Selon Washington, la CEIEC apporte son expertise à l'entreprise publique de télécommunications du Venezuela, qui a bloqué des médias indépendants ainsi que des retransmissions en streaming du chef de l'opposition Juan Guaido, reconnu comme président par intérim par le gouvernement américain et de nombreux autres pays européens et sud-américains.

La société chinoise offre, d'après le Trésor américain, une "version commerciale du +Great Firewall+ de Pékin" -- jeu de mots sur la Grande Muraille de Chine (Great Wall) et le pare-feu (firewall) pour décrire le filtre mis en place par le pouvoir communiste afin d'éviter tout accès des Chinois à des informations qu'il juge politiquement sensibles.

"Les États-Unis n'hésiteront pas à viser tous ceux qui étouffent la volonté démocratique des Vénézuéliens et d'autres à travers le monde", a prévenu le secrétaire au Trésor Steven Mnuchin dans un communiqué.

La Chine est un des principaux soutiens et partenaires commerciaux du Venezuela du président Nicolas Maduro, qui résiste à la pression économique de Washington pour le chasser du pouvoir.

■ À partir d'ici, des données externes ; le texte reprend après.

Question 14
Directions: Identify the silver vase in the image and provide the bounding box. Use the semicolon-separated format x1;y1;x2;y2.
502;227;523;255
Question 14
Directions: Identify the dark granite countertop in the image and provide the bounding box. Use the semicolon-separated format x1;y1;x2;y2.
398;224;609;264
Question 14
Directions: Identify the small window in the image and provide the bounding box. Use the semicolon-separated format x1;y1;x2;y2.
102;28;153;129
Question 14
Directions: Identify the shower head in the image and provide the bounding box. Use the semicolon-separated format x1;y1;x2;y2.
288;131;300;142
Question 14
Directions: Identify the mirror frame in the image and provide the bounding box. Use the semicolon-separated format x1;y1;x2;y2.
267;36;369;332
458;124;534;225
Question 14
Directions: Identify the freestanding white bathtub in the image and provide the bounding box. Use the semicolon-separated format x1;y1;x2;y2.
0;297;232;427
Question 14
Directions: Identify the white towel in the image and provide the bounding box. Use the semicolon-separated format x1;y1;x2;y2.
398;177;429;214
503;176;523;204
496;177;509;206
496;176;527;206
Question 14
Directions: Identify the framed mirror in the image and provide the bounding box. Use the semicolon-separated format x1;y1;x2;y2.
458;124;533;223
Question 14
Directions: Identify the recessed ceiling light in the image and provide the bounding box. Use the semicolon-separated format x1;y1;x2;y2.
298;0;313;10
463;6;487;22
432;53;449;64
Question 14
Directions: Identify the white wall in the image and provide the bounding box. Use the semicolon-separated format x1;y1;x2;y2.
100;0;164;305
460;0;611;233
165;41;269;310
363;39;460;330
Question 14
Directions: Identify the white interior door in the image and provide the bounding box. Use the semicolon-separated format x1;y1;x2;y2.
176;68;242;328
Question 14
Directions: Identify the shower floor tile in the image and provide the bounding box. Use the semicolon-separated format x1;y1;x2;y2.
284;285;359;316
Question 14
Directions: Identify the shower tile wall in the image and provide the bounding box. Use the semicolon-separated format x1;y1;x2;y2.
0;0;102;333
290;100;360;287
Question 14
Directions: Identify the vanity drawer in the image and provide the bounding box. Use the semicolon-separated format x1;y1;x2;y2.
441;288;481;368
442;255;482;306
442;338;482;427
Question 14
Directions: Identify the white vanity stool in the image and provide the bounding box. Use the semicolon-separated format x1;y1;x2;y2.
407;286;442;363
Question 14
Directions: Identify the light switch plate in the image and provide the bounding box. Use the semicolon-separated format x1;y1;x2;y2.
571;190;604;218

Caracas organise dimanche des élections législatives à l'occasion desquelles le dirigeant socialiste espère reprendre le contrôle de l'Assemblée nationale, seule institution contrôlée par l'opposition.

Juan Guaido appelle au boycott de ce qu'il considère, à l'instar de nombreux observateurs internationaux, comme un processus truqué.

Selon le chef de la diplomatie américaine Mike Pompeo, la CEIEC "soutient les efforts vicieux du régime Maduro pour réprimer la contestation politique et saper les processus démocratiques depuis 2017".

"Les tentatives désespérées de Maduro pour manipuler les processus démocratiques montrent sans l'ombre d'un doute que toute élection organisée par un régime illégitime ne sera ni libre ni juste, à commencer par les élections parlementaires du 6 décembre", a-t-il affirmé dans un communiqué.